Key Point: In U.S. trade finance, LCs are the standard tool for goods transactions. Bank guarantees are more common for projects and services. Each reduces risk, but they protect against different problems.
Risks and Compliance Issues Exporters Should Know
Letters of credit help reduce risk in international trade, but exporters still face challenges that can delay or block payment. Most issues come from practical oversights rather than the LC itself.
1. Misaligned sales agreements
If the sales contract and the LC terms are not identical, banks may reject documents. Exporters should review every clause before agreeing to shipment.
2. Unrealistic timelines
Problems often arise when the LC sets a shipping or document submission deadline that doesn’t match production capacity. Negotiating realistic dates upfront avoids costly amendments.
3. Weak issuing banks
An LC is only as strong as the bank that issues it. Exporters dealing with new or high‑risk markets often request confirmation from a U.S. bank to add a second layer of security.

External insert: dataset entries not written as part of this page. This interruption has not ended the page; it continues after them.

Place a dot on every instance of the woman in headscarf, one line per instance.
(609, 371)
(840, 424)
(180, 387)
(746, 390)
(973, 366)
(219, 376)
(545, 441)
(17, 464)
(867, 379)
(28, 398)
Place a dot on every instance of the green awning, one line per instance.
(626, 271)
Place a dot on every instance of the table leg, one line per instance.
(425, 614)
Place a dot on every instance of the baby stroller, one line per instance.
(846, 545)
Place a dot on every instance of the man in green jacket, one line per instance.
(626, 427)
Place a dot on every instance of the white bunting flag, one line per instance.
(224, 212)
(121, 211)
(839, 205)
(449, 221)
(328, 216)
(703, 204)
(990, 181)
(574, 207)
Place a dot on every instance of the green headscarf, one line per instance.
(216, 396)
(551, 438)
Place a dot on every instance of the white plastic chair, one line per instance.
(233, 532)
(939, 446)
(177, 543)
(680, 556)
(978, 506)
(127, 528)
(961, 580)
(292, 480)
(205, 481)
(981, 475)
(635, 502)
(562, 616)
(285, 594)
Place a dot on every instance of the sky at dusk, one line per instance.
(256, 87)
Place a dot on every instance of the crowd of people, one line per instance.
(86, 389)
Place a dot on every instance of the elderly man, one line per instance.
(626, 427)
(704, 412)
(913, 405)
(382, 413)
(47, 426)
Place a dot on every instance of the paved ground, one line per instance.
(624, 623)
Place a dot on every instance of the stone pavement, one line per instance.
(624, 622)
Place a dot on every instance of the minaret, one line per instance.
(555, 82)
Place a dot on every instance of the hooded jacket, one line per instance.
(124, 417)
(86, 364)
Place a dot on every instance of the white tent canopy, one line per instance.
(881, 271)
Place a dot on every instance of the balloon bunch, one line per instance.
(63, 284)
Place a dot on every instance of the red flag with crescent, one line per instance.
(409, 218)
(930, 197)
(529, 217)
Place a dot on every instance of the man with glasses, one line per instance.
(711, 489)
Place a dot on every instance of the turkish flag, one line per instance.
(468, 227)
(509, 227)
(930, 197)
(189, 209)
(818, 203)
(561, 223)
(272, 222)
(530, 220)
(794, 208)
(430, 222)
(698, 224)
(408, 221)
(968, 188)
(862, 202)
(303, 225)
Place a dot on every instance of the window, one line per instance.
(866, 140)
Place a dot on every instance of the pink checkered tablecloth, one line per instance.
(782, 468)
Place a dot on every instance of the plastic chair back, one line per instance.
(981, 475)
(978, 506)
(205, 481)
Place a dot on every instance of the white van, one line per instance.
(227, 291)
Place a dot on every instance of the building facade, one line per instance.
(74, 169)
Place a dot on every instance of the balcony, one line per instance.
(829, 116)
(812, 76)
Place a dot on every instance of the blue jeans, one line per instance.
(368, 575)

4. Political and currency instability
Sudden events such as sanctions, exchange restrictions, or local banking crises can hold up payments even when documents comply. Using confirmed LCs or trade credit insurance can help manage this risk.

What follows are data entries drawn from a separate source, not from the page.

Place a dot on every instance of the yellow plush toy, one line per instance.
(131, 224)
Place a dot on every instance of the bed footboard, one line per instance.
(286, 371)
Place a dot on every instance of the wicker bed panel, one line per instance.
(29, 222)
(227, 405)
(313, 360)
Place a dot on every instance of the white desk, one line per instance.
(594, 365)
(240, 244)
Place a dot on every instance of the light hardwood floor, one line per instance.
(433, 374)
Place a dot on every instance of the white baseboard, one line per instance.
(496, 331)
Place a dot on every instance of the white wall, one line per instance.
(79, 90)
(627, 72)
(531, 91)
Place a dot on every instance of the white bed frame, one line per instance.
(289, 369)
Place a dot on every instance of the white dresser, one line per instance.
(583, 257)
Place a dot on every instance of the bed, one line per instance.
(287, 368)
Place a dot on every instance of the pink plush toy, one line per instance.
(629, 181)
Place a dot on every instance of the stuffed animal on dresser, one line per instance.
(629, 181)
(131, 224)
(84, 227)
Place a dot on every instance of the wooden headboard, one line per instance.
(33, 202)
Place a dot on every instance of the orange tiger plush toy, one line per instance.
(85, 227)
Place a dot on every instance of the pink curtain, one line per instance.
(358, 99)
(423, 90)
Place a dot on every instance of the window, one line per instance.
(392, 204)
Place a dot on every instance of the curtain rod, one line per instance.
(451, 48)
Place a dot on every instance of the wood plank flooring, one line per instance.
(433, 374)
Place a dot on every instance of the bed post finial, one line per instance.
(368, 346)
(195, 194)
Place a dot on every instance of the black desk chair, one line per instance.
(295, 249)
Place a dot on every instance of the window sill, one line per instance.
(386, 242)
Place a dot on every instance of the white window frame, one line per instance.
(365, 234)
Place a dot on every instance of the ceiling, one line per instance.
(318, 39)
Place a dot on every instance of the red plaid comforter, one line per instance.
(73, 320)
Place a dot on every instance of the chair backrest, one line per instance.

5. Hidden and unexpected costs
Unexpected fees like confirming or amendment charges can reduce profit margins. Agree in advance who covers them.

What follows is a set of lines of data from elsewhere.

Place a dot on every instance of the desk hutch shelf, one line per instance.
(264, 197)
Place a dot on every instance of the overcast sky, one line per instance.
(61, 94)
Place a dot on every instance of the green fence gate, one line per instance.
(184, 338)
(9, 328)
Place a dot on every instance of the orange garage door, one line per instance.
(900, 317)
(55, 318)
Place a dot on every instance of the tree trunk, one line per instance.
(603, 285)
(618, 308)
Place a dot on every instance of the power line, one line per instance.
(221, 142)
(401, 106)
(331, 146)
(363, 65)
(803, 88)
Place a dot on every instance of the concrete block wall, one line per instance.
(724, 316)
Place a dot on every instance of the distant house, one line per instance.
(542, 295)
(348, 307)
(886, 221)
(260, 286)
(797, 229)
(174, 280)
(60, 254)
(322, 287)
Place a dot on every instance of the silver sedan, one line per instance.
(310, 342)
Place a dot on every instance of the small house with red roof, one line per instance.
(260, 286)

FAQs About Letters of Credit in International Trade
What is the 4R of credit and how does it relate to LCs?
The 4R framework stands for Right Amount, Right Time, Right Place, and Right Documents. Banks check each before releasing payment under a letter of credit. If even one element is missing or incorrect, payment may be delayed or denied.
In what situations is a confirmed LC recommended?
A confirmed LC is helpful when the exporter does not fully trust the issuing bank or when the buyer is in a high‑risk country. A second bank in the exporter’s country adds its own guarantee, giving extra security.
Who usually pays the fees for a letter of credit?
Fees are often split. The importer usually covers the issuing bank’s charges, while the exporter may pay advising or confirming bank fees. These can range from 0.25 percent to 2 percent of the contract value in the U.S.
Can a letter of credit be transferred to another supplier?
Yes, if the LC is transferable. This lets the exporter pass payment rights to another party, such as a subcontractor or supplier, while keeping the trade secure.